Parse an HTML page and return all <a href="...">...</a> links as a data frame.

html_getLinks(url = NULL, relative = TRUE)

html_getLinkNames(url = NULL)

html_getLinkUrls(url = NULL, relative = TRUE)

Arguments

url

URL or local file path of an HTML page.

relative

Logical specifying whether to return relative URLs. If FALSE, relative URLs are converted to absolute URLs using url as the base.

Value

A tibble with linkName and linkUrl columns.

html_getLinkNames() returns a character vector of link names.

html_getLinkUrls() returns a character vector of link URLs.

Details

The returned data frame contains the human-readable link text in linkName and the href value in linkUrl. This is useful for extracting links from index pages, including web-accessible directories that list downloadable files.
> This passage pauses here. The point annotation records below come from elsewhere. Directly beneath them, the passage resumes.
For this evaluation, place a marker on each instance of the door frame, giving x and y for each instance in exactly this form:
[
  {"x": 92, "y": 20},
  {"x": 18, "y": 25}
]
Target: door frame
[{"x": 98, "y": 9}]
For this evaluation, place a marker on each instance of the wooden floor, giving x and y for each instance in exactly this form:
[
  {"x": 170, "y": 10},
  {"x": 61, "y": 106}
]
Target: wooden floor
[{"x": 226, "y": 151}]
Wrapper functions html_getLinkNames() and html_getLinkUrls() return the corresponding columns as character vectors.

Examples

if (FALSE) { # \dontrun{

# If you want to download lots of USCensus shapefiles
url <- "https://www2.census.gov/geo/tiger/GENZ2019/shp/"

browseURL(url)

dataLinks <- html_getLinks(url)

dataLinks <-
  dataLinks %>%
  dplyr::filter(stringr::str_detect(linkName, "us_county"))

head(dataLinks, 10)

html_getLinkNames(url)
html_getLinkUrls(url, relative = FALSE)
} # }